Thursday, September 14, 2006

    Jesus Camp (updated)

    Recently one of the youth at church mentioned seeing this preview for the documentary Jesus Camp and she was clearly disturbed by what she saw and asked if we could go as a group to see the film and talk about its implications.

    A synopsis of "Jesus Camp" from Rotten Tomatoes:
    A growing number of Evangelical Christians believe there is a revival underway in America whereby Christian youth must take up the leadership of the conservative Christian movement. JESUS CAMP, directed by Heidi Ewing and Rachel Grady (The Boys of Baraka), follows Levi, Rachael, Tory and a number of other young children to Pastor Becky Fischer's Kids on Fire summer camp in Devil's Lake, North Dakota, where kids as young as 6 years-old are taught to become dedicated Christian soldiers in God's army. The film follows these children at camp as they hone their prophetic gifts and are schooled in how to take back America for Christ. The film is a first-ever look into an intense training ground that recruits born-again Christian children to become an active part of America's political future.

    My initial reaction to viewing the trailer was to remember that the first region of a young person's brain to fully develop is the emotions center. This explains much of what I have witnessed at Christian teen events where the adults seem particularly astute at working the young people up into an emotional frenzy ending in tears rolling down their faces and declarations of devotion to Christ. This emotional high, of course, quickly wears off as the youth return to their regular lives and that devotion to Jesus is subsumed by the next thing that grabs their emotional attention.

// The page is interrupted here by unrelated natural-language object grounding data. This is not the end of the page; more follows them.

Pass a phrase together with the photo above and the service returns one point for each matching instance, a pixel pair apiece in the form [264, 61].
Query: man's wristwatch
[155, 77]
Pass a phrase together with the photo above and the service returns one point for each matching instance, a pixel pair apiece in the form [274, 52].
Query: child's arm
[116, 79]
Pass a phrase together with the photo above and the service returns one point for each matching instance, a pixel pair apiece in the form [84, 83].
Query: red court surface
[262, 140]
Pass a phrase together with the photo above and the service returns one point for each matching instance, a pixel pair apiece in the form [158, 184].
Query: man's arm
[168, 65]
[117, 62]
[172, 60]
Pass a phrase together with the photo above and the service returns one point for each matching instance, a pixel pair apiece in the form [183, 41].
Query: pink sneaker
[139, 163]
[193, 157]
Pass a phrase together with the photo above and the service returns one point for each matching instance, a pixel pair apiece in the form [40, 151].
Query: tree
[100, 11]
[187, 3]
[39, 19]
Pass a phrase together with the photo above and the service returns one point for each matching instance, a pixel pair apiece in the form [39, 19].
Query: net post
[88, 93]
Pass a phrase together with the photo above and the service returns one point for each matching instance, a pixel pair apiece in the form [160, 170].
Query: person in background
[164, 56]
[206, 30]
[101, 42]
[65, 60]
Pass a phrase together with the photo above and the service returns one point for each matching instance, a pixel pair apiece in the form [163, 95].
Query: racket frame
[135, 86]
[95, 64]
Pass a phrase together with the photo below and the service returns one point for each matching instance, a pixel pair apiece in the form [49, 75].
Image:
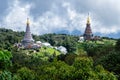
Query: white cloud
[50, 21]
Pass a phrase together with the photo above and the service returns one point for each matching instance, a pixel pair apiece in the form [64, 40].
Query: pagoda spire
[88, 19]
[28, 22]
[27, 37]
[88, 31]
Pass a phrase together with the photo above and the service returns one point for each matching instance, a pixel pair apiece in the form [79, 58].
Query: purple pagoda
[27, 41]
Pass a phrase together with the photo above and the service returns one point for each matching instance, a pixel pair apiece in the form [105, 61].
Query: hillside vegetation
[90, 60]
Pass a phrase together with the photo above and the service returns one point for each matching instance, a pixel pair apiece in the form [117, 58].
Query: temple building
[88, 32]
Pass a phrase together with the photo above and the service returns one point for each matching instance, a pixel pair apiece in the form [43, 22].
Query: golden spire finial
[28, 22]
[88, 19]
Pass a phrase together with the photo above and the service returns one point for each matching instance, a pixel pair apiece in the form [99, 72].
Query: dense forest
[89, 60]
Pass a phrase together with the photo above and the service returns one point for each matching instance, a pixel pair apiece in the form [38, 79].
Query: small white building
[62, 49]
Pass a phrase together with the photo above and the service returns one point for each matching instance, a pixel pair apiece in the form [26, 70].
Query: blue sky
[49, 16]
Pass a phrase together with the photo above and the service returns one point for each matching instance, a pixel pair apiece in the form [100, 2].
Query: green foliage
[85, 70]
[5, 75]
[111, 62]
[56, 71]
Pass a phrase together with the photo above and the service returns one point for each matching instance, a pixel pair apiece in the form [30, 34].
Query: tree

    One homeschooling site include this unattributed observation about the film:

    The problem liberals encounter with ‘Jesus Camp’ is that it’s a challenge. These kids are smart and motivated and know what they’re fighting for. Liberals, on the other hand, generally aren’t absolutists about their beliefs. They tend to let their children come to their own conclusions.

    I think there is a great deal of truth in that statement. Fundamentalist youth are taught early on what is true and truth and what a Christian believes. Liberal youth, like the ones I tend to work with, are much less likely to be able to articulate Church doctrine, quote supporting scripture for their positions, or say unequivocally what they believe "the" Christian position to be on hot button issues. But is this a problem? What I do notice in liberal Christian youth is that they tend to have a well-developed understanding of justice and what it means to care for the "least of these" and to accept and love those who are different.

    Though I'd be interested in showing "Jesus Camp" to my youth, I'd be more likely in the near feature to watch with them this film from the PBS P.O.V. series: The Education of Shelby Knox. In this documentary, a senior high girl living in the Bible belt goes on a crusade to bring sex-ed to her school where a disproportionate number of teenage pregnancies are occurring. She is met with opposition from every side: the school faculty, board of education, town leaders, local pastors. Yet she persists because for her it is a justice issue. In the second half of the film, Shelby gets caught up in another controversy when she is asked to support the founding of a gay/straight alliance in her school and she finds herself in more ambiguous territory about what she thinks is the right thing to do. This film would provide an excellent spring board for a youth group discussion on issues of justice, left/right politics, the diversity of Christian thought in America, leadership, and what it means to stand up for those you consider to be "the least of these."